Independente da escolha da empresa, os colaboradores estão usando. Então, de qualquer modo, este novo cenário exige regras claras! Isso tem provocado a necessidade de implementação de uma norma específica sobre o tema, bem como atualização da Política de Segurança da Informação (PSI), para que a diretriz não trate apenas da informação e dos dispositivos, mas também do ambiente de aplicativos e nuvem.
Do ponto de vista estratégico, visando mobilidade e competitividade internacional, a TI deve servir ao negócio, logo, a opção de permitir sob certas condições e com requisitos claros de conformidade legal e segurança da informação é o caminho mais sustentável.
A primeira coisa que deve ser feita é definir claramente o escopo desta norma sobre uso de aplicativos sociais como sendo, com referência no ITIL, um conjunto de código e instruções compiladas, executadas ou interpretadas por um Recurso de TIC, hospedadas em um dispositivo ou na nuvem, que é usada para troca rápida de mensagens, conteúdos e informações multimídia.
A partir do momento que a informação que circular no aplicativo for da empresa, a mesma pode determinar qual a regra aplicável.
Portanto, é fundamental haver uma orientação clara sobre questões como: procedimento de backup (para não perder a documentação da comunicação corporativa), nível de segurança aplicável conforme a classificação da informação (ex: se terá que usar codificação, criptografia ou se há restrição para uso deste canal devido ao grau de sigilo e confidencialidade), entre outros.
Uma das alternativas é prever que o uso destes recursos é uma prerrogativa relacionada a alçadas e poderes, ou a função e cargo, ou ainda que depende de uma autorização prévia acompanhada da justificativa do negócio. No entanto, em que pese o desejo de controlar a informação, ela circula entre chefes e subordinados, se o superior tem WhatsApp é muito provável que seu time acabe se comunicando com ele por este ambiente, a pedido dele mesmo, para facilitar a própria gestão.
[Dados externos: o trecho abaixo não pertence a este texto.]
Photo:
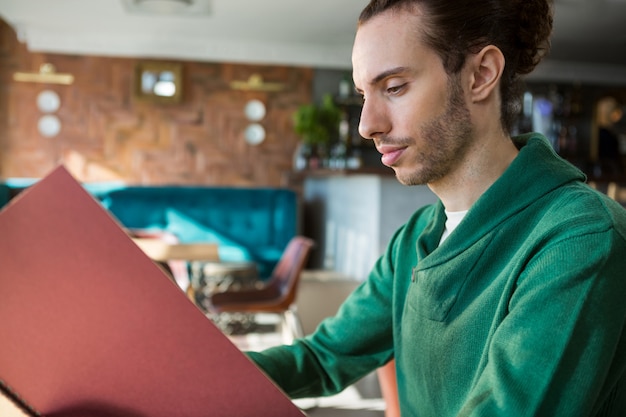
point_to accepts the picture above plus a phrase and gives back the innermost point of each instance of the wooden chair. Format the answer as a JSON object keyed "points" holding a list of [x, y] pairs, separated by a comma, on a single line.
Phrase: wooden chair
{"points": [[277, 295]]}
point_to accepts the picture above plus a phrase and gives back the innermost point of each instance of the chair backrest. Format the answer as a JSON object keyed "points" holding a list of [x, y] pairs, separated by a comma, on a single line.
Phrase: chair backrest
{"points": [[286, 274]]}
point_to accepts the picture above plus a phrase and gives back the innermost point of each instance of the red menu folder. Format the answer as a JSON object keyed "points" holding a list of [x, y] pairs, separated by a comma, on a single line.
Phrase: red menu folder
{"points": [[91, 327]]}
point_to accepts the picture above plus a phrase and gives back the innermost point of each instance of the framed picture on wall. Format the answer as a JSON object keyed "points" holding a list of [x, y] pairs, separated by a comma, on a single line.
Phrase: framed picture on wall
{"points": [[158, 82]]}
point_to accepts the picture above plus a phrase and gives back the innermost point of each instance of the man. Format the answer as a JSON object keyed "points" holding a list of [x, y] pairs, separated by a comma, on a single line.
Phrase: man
{"points": [[508, 297]]}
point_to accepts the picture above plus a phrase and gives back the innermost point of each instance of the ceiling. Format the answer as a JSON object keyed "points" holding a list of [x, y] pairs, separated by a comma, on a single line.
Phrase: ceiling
{"points": [[293, 32]]}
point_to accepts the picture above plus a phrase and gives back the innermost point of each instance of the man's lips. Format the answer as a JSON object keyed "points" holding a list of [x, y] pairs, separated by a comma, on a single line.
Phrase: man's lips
{"points": [[391, 153]]}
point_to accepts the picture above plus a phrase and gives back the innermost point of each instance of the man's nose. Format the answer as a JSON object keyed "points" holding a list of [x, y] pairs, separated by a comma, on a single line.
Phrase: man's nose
{"points": [[374, 121]]}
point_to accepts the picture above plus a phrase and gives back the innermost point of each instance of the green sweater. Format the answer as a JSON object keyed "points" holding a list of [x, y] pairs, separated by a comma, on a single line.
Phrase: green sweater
{"points": [[520, 312]]}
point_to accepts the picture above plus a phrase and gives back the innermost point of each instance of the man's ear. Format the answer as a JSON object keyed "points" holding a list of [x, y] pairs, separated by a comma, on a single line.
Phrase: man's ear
{"points": [[487, 67]]}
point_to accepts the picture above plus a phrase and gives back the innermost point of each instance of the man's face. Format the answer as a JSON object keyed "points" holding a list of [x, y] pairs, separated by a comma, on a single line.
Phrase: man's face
{"points": [[413, 111]]}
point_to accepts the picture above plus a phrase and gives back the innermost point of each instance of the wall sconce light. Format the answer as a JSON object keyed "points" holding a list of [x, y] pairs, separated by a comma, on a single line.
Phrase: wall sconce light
{"points": [[48, 102], [255, 112], [256, 83], [47, 74]]}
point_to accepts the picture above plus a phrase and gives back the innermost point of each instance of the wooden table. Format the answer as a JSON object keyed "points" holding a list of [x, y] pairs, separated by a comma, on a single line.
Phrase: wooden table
{"points": [[162, 251]]}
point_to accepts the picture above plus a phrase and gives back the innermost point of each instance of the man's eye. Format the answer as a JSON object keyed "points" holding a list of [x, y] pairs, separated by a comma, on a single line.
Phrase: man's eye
{"points": [[395, 89]]}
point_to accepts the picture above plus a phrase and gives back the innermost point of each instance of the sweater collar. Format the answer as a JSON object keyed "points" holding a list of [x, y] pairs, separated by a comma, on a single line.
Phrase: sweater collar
{"points": [[536, 171]]}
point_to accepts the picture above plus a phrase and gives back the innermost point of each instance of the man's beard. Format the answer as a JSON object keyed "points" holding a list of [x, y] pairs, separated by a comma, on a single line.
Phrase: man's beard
{"points": [[446, 138]]}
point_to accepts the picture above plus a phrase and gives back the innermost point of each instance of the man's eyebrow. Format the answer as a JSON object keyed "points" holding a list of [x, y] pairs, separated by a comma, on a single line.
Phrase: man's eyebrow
{"points": [[383, 75], [387, 73]]}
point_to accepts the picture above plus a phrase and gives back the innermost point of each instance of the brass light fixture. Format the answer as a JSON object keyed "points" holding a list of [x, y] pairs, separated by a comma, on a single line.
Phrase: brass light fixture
{"points": [[47, 74], [256, 83]]}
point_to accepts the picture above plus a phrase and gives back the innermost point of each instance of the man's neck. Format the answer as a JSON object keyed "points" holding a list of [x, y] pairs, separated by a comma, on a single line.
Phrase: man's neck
{"points": [[484, 164]]}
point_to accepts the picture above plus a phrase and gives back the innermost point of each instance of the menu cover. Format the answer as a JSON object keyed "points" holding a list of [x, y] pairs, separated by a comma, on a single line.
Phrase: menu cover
{"points": [[90, 326]]}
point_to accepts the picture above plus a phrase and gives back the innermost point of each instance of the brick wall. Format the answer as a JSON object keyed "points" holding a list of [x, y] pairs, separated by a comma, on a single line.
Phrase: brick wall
{"points": [[106, 134]]}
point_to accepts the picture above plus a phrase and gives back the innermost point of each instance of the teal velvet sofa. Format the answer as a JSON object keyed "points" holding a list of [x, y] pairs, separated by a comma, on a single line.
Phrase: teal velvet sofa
{"points": [[248, 224]]}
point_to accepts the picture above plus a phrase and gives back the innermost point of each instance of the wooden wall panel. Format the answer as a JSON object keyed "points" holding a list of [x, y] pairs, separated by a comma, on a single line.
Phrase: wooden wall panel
{"points": [[107, 134]]}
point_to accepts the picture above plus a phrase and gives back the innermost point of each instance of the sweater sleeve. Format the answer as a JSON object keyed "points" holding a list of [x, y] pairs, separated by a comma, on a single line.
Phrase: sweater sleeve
{"points": [[561, 350], [343, 348]]}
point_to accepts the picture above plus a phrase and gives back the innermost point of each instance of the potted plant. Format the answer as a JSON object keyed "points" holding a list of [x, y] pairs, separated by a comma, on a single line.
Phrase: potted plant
{"points": [[317, 125]]}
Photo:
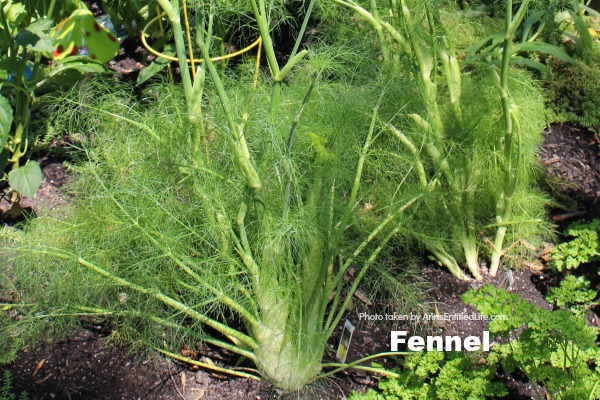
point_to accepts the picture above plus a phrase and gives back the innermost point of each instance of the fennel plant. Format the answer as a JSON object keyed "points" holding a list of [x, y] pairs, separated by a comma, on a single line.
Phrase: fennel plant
{"points": [[458, 155], [249, 252]]}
A maioria dos aplicativos sociais está na nuvem, logo, a norma que trata do uso dos mesmos acaba por também tratar do uso da própria nuvem. Com o crescimento dos tablets pessoais em reuniões de trabalho, é emergencial determinar regras clara sobre a guarda ou transferência de informações através dos repositórios digitais tais como Google Drive, SkyDrive, Dropbox, iCloud, Box e SugarSync.
Para estes casos devemos aplicar a máxima “se não pode vencê-los, junte-se a eles”. Mas isso deve ser feito acompanhado de um trabalho de blindagem legal com documentação formal escrita e de campanha de conscientização de segurança, já que a decisão entre proteger ou tornar público está a cada dia mais na mão do usuário dos dados.
Por último, deve-se sempre reforçar o dever de cautela e sigilo profissional de todo equalquer colaborador, inclusive dos terceirizados. Ademais, deve-se deixar claro que quando o conteúdo tiver algum tipo sigilo legal, seja ele bancário, fiscal, judicial ou de propriedade industrial ou intelectual, deve-se buscar usar um canal mais seguro de comunicação, sempre!
A melhor regra é a que é implementável. Não importa onde está a pessoa, a informação, se no âmbito pessoal, profissional, dentro ou fora da empresa. Por isso, fazendo uma redação simples mas objetiva, consegue-se tratar o tema sem paralizar a operação ou gerar riscos desnecessários para o negócio.
Minha sugestão é atualizar o quanto antes a PSI pois o pior risco é justamente não ter regra definida ainda sobre o assunto. Algo como: “sempre ao compartilhar assuntos de trabalho, em qualquer local, dentro ou fora do ambiente de trabalho, a partir de qualquer tipo de canal, mídia, ferramenta ou tecnologia, o colaborador deve respeitar a ética, a legislação vigente no Brasil e cumprir com seu dever de sigilo profissional, aplicando a melhor técnica disponível na época para garantir a segurança da informação no nível exigido pela classificação da mesma”. E vamos focar no resultado, pois é para isso que usamos tecnologia, para servir ao negócio!